Hematopoietic Stem Cell Assays
The term "chimera" is derived from the mythological creature with a lion’s head, a goat’s body, and a serpent’s tail. In biology, a chimera is generally defined as an organism that has cell populations from genetically distinct individuals. In the field of BMT, a radiation chimera is used to describe an irradiated recipient whose hematopoietic system is partly or fully derived from recognizable donor bone marrow cells. Complete chimerism is found when all blood cells are descended from donor stem cells. In a mixed chimera, both donor and host contribute to hematopoiesis. The assays available to distinguish between donor and host cells in the treated recipient use either cytogenetic, immunological, or biochemical markers. The technique of monitoring chimerism in congenic mice enables assessment of short-term engraftment (originating from colony-forming unit–spleen –like cells) and long-term engraftment (originating from LTRA cells) following ablation of composite host stem cells by radiation. However, in vivo HSC assays usually make use of congenic mouse strains in which immunological rejection plays only a minor role.
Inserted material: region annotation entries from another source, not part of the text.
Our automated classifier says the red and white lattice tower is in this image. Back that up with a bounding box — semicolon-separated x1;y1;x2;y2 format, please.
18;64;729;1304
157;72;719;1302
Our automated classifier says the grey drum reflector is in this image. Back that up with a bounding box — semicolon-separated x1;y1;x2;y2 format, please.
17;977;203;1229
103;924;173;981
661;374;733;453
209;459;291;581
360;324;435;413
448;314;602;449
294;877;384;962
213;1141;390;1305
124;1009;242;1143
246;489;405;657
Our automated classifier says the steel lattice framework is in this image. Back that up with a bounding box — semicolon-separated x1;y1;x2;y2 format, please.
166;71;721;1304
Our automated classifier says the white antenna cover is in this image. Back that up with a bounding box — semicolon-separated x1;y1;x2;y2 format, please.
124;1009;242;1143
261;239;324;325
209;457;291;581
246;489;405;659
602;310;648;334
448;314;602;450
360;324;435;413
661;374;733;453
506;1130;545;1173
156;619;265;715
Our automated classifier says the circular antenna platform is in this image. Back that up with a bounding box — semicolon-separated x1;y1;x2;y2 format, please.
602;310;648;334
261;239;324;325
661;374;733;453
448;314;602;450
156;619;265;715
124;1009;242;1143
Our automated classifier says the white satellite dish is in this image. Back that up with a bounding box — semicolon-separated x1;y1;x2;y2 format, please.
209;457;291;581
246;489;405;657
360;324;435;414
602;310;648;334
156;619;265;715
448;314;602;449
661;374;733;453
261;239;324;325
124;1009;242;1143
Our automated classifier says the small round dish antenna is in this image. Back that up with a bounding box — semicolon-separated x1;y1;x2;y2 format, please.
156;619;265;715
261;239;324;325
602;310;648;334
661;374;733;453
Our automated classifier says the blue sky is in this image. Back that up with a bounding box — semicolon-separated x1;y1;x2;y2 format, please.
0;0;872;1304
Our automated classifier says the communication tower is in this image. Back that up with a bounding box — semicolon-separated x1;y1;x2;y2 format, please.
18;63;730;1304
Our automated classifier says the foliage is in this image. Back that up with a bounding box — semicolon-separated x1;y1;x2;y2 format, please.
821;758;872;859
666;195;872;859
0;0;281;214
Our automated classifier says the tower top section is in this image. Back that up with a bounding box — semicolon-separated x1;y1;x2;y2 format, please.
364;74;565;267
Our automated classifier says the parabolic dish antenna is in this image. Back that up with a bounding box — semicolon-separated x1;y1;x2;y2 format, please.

Long-term bone marrow cultures showed that HSCs could be cultured on a pre-established stromal layer, thereby allowing growth of stem cells in close association with supporting stroma . This method was modified to measure the frequencies of different hematopoietic cell subsets growing as cobblestone area–forming cells (CAFCs) underneath the stromal layer . It was demonstrated that CAFC frequencies determined at various culture times showed good correlation with the different hematopoietic subsets as tested with other assays (CFU in culture, CFU-S on day 12 , and marrow-repopulating ability). The CAFC assay has also been used for determining the sensitivity of the different hematopoietic cell subsets for radiation , cytotoxic drugs and purging protocols . An assay using a similar approach but a different endpoint is the long-term culture-initiating cell (LTC-IC) assay. The stem cells are also grown on stromal layers, but the endpoint is the presence of progenitor cells, with colony-forming ability. This assay was initially developed for studying human stem cell growth in vitro but was shown to be also useful for measuring murine stem cell frequencies and can even be altered to support growth of lymphomyeloid progenitors . Until now, the CAFCs and the LTC-IC assays are the only testing systems that have the ability to reliably measure mouse primitive stem cell frequencies other than in vivo long-term engraftment studies; these systems have provided a basis for useful comparisons with, for example, LTRA radiosensitivity and cytotoxicity .
Advances in flow cytometry have revealed important information on the phenotype of HSCs. Although multiple approaches have been pursued over the years, the general consensus is that stem cells lack lineage markers (antigens that identify mature granulocytes, macrophages, B and T lymphocytes and reticulocytes), but they do express Sca-1, as well as c-kit . Other researchers added rhodamine or used Hoechst to identify cells with abundant dye efflux capacity . Also, stem cells are considered to reside in the Lin–Sca-1+Thy-1loc-kit+ population . In the last decade, a new method has been developed to exploit the feature of quiescent stem cells and to exclude Hoechst dye. The display of Hoechst fluorescence simultaneously at two emission wavelengths revealed a small and distinct subset of cells that had HSC characteristics . This population has since been called the side population (SP), and subpopulations within this population (Tip-SP-CD34– cells) are claimed to be true stem cells since they exhibit an unexpectedly high homing efficiency . Phenotyping for stem cell markers may therefore be considered a surrogate stem cell assay, although much debate still exists on the true phenotype of HSCs. Generally, in situations in which stem cells are isolated from normal, unperturbed mice, there is a good correlation between phenotype and in vivo reconstitution potential.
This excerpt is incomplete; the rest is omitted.